“Isn’t there any decency anywhere, in any man, General Waymouth, when he gets mixed into such things?”
“Don’t lose your faith that way, my boy! You see, I’m even playing a few political tricks myself. Your grandfather is more than half right—we have to play the game! But I’m trying a last experiment with human nature before I die. I haven’t the things to lose that a young man has. I am forcing myself on my party—using some means that disgust me, but I have to do so in order to prevail. I want to be Governor of this State again, and I want to be Governor with more powers than I had before. You and I both know what the party managers want, I’d like to find out if the people are willing to be governed that way, after they’ve learned there’s a better system. I want to find out if every man in this State is willing to pay his own just share of taxes, if the people will wake up and stand behind a man who shows them how to keep from private greed what belongs to the people. And most of all, young man, this State is in a condition of civil war over this infernal liquor question.

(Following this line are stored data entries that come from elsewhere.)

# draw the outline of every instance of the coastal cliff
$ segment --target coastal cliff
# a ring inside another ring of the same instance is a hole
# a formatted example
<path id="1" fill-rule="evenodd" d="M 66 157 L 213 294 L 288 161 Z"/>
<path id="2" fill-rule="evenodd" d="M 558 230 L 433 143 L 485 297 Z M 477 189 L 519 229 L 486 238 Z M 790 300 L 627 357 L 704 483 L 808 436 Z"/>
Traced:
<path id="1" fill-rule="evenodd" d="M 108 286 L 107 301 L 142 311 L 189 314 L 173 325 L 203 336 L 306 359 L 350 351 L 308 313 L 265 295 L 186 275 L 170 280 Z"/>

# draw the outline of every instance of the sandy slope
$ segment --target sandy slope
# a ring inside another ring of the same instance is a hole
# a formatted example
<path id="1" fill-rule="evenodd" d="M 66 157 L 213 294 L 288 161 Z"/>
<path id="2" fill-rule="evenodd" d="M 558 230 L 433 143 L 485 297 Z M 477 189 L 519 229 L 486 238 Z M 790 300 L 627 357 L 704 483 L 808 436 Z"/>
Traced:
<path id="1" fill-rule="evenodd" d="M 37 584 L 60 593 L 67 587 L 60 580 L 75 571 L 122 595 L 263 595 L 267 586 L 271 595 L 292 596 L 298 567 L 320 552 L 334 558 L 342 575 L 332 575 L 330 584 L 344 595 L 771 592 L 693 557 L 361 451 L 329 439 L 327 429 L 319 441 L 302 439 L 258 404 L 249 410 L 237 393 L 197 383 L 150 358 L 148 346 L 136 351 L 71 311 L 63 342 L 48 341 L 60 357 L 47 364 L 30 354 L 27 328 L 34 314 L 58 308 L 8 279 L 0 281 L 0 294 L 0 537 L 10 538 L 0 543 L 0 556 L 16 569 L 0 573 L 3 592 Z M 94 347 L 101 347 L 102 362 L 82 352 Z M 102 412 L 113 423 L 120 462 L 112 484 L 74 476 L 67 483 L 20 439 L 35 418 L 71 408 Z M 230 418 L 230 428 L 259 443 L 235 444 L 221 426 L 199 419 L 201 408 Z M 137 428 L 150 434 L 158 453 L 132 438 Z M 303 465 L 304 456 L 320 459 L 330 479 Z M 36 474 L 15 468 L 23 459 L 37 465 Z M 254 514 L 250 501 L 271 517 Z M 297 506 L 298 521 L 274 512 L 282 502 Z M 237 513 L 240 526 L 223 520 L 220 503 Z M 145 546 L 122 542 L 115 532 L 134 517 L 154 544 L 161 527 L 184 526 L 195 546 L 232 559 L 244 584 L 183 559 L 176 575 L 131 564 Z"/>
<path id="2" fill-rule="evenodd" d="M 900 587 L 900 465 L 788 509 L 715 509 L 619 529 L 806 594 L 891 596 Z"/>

The radicals are away off at one side, and the liberals as far away from them as they can get, and both sides plastering each other with mud. There’s no common ground for a decent and honest man to stand on between; that is, he’s too much disgusted with both sides to join either. I want to see whether there’s good sense enough in this State to take the thing out of the hands of the fanatics so that we can get results that decent men can subscribe to—results instead of the ruin and rottenness we’re in now.”
He stopped suddenly with a word of apology.
“You mustn’t think I’m inflicting a rehearsal of my inauguration speech on you, Mr. Thornton. I talked more than I intended. But my feelings have been deeply stirred this morning.”
“It’s wicked business, General Waymouth! I don’t understand how you’ve kept so calm through it. But, thank God, you can show ’em all up now, as they deserve to be shown to the people of this State. I can hardly wait for that convention to open!”
The General put his papers into his breast-pocket and buttoned his close frock-coat. He gazed on the young man’s excitement indulgently.
“My boy, you have yet to learn, I see, that what would make a good scene in a theatre would be a mighty bad move in politics. This, to-day, is a convention that a good many thousands of voters are waiting to hear from. If they should hear the whole truth, I’m thinking that the Democratic party would win at the polls. So, you see, I must continue to be a politician. We’ll be going along to the hall, now, you and I. It’s near the hour. I want to be the next Governor of this State” (he smiled wistfully), “so you and I will go out and hunt for enough honest men to make me Governor.”
The hotel was pretty well deserted as they walked down the stairs and through the lobby.